Key highlights include:
- US-Iran tensions led to a significant rise in oil prices, with Brent crude rebounding above $80 per barrel.
- China's Producer Price Index (PPI) increased by 4.1% year-on-year, indicating strong raw material costs despite a softer Consumer Price Index (CPI).
- The yen appreciated as Japan's GPIF shifted its asset allocation towards domestic investments.
Markets in Focus
The US stock market exhibited mixed results, with technology stocks like Meta and Nvidia driving gains in the Nasdaq 100, while the Dow Jones index lagged due to geopolitical concerns.
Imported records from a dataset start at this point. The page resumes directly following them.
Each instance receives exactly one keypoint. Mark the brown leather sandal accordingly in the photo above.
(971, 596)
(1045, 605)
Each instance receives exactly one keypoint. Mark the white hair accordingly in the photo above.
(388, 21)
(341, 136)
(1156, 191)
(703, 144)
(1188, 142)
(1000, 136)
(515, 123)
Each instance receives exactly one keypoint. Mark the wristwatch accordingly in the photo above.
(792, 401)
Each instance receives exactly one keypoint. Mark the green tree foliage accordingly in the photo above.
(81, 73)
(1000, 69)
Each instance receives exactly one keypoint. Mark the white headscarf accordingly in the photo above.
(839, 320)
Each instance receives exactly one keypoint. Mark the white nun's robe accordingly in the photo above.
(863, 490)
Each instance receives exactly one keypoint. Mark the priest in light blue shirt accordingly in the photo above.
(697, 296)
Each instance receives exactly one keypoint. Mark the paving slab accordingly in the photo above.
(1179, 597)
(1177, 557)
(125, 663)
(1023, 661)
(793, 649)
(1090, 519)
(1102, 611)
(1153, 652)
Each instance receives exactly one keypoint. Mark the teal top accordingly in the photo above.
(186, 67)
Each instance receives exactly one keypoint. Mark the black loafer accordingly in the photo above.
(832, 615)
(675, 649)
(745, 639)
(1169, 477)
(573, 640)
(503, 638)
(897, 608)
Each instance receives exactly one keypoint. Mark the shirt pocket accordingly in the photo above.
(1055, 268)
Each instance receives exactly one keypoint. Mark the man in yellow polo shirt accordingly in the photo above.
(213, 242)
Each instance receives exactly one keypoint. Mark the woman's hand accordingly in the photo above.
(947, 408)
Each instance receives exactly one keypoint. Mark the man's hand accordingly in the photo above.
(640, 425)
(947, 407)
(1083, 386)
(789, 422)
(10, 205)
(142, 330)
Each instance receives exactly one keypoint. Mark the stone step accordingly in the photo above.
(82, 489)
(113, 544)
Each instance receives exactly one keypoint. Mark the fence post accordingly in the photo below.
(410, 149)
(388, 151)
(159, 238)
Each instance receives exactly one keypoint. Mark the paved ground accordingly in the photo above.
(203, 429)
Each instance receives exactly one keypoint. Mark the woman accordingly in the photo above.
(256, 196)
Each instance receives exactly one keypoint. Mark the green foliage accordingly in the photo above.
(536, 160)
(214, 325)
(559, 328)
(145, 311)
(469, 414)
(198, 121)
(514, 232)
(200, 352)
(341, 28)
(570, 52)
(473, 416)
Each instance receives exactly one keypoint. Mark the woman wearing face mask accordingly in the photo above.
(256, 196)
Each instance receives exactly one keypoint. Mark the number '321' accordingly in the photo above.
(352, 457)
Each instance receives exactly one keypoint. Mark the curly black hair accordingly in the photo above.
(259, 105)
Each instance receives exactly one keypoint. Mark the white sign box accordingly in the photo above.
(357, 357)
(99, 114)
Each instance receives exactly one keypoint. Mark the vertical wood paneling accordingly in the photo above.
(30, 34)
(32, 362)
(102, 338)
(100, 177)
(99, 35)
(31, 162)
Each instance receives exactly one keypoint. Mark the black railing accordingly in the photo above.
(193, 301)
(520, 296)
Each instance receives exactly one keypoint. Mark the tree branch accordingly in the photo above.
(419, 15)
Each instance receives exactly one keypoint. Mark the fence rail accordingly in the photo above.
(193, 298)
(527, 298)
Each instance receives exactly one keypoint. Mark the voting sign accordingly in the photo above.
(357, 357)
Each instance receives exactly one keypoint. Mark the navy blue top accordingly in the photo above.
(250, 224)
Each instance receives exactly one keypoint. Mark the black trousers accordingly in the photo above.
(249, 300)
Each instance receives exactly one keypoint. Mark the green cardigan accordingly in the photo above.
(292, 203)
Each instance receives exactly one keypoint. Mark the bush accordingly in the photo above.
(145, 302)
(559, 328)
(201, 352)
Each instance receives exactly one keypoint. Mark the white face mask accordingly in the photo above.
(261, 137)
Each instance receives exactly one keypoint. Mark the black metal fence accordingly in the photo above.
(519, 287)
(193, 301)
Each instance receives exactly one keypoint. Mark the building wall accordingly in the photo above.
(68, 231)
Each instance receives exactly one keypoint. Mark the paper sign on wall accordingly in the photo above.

Specific movements included:
- Meta's stock surged by 14.8% following announcements of a new cloud unit aimed at monetizing AI capabilities.
- Nvidia's shares rose by 8.3% after news of potential chip orders from Chinese firms.
- Conversely, Intel's stock fell by 8.7% due to concerns over manufacturing delays.
The Hang Seng Index outperformed regional peers, driven by strong performances from Alibaba and other Chinese tech stocks.
Crude Oil Market Update
Brent crude futures increased by 5.4% amid renewed US-Iran hostilities, briefly surpassing $80 per barrel. The International Energy Agency (IEA) reported a rebound in global oil supply, although concerns about a potential surplus loom due to ongoing geopolitical tensions.
Technical analysis indicates that a sustained break above $78 could lead to further price increases, while the July low of $70.21 serves as critical support.
The Week Ahead
The upcoming week is packed with significant economic data releases, including:
- US Consumer Price Index (CPI) and Producer Price Index (PPI) reports, which are expected to show moderated inflation rates.
- China's GDP growth data, with expectations of a slowdown to 4.4% year-on-year.
- Q2 earnings season kicks off with major banks like JPMorgan and Goldman Sachs reporting results.
Market participants will closely monitor these indicators to gauge economic health and potential impacts on monetary policy.